Many people read, collect and obsess over antique and vintage comic books.
There are many genres, types and characters in these artistic worlds drawn for story and content.
What agendas or ideas started the comic book, and why are they one of the most valuable collector items in the antique market today?
Cartoons were the precursors to comic books.
With satirical and political views sending messages about the thoughts of society at the time, cartoons told a story relevant to the headlines and history of the times in which they were written.
Through an evolution of sorts, cartoons became extended in length, and eventually turned into whole books.
Comic books are categorized into different ages, such as platinum and golden, and are put into sections according to years published.

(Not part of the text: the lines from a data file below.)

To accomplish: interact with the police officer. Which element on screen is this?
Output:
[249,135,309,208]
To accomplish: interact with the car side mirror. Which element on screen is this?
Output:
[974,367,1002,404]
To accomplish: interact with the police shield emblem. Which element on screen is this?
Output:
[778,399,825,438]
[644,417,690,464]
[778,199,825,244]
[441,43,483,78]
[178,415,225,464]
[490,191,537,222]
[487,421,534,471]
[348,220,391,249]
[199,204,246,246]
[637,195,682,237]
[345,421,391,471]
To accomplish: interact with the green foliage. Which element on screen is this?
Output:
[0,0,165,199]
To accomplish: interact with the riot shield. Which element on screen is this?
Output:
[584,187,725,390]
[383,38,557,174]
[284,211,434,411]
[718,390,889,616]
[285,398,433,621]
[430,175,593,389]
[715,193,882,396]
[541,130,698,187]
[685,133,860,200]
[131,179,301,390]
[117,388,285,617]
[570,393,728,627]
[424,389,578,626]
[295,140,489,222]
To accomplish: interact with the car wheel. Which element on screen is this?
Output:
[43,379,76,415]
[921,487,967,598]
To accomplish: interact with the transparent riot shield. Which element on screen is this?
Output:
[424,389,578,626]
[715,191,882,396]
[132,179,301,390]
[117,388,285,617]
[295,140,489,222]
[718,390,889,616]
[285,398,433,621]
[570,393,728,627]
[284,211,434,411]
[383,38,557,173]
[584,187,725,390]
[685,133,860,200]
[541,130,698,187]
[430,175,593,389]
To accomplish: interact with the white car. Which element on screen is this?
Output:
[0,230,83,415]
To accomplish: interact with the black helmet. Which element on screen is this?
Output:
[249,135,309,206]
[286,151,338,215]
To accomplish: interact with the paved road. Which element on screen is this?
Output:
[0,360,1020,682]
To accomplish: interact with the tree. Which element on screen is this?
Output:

Some of the first Platinum Age comics, published between 1897-1938 featured compilations of comic strips put into volumes, featuring popular stories such as “Happy Hooligan,” “Buster Brown” and “Mutt and Jeff.”
The first monthly comic book was “Comics Monthly,” and in 1933, “Funnies on Parade” was the first all-color comic to be published. It was the first comic book to utilize the now standard size of 6 5/8 inches by 10 1/4 inches.
The Golden Age of comic books is what a lot of fans and collectors cherish, for it is during this time period that the superhero was invented.
In 1938, the 10-cent debut of “Superman” was introduced in Action Comics #1 (and recently sold for a huge 3.2 million, making it the world’s most expensive comic to date).
“Batman” and “Wonder Woman” were introduced a year later.
The invention of the superhero was in direct response to the confusing world around humanity at the time.
The world’s population was witnessing the ravages of war, the fear of atomic blasts and the confusion of post-war rebuilding.
A superhero helped individuals feel secure, strong and guided.
The “Human Torch,” “Angel,” “Captain Marvel,” “Flash” and “Green Lantern” were just some of the characters to come out of this era.
The comic book industry reached the peak of popularity in the mid-1940s.
During this time period, more than 1 million copies of comic books sold monthly, with such titles as “Superman,” “Batman” and “Captain Marvel.”
After World War II, in post-war America, more serious themes were seen in the comic book genre, as sales plummeted as a world returned to normal tasks.
Themes such as horror, crime, romance and Westerns became more popular.
Tried-and-true characters, such as “Wonder Woman,” “Superman,” “The Flash” and other popular characters still retained a faithful audience, even with dropping margins.
In 1954, a psychiatrist named Fredric Wertham wrote a book Seduction of the Innocent, claiming comic books were corrupting the youth and the US. Members of Congress were alarmed at his claims, and even had him testify in a Senate Subcommittee on Juvenile Delinquency.
The result was that many restrictions were placed on the comic book industry, that lasted, in some instances, well into the 1980s.
Some of the restrictions were, “In every instance good shall triumph over evil,” or “if crime is depicted it shall be as a sordid and unpleasant activity,” and “no cannibalism, ghouls or vampires.”
Horror, goulish, provocative or different comics were cancelled or discontinued during the “Silver Age” of comics, and superheroes with campy storylines became more of the norm.
Antique dealers and people who collect comic books look for various things when buying and selling them.
A few things are condition of the pages, was the book kept in a cover, the size of the comic (older comics measured differently than newer ones), the price on the comic, and if it has been read.
There are now companies that will professionally grade comics and put a seal on the encapsulation to ensure authenticity and evaluated condition.
Comic books have held the fascination of the world for more than a hundred years with stories of superheroes, valor, bravery, hauntings and stories that fascinate as well as thrill.
With relevant historical themes, relatable issues and colorful, tangible pages, the creators of comic books successfully drive collectors of today to search for yesteryear’s tales in a lucrative form.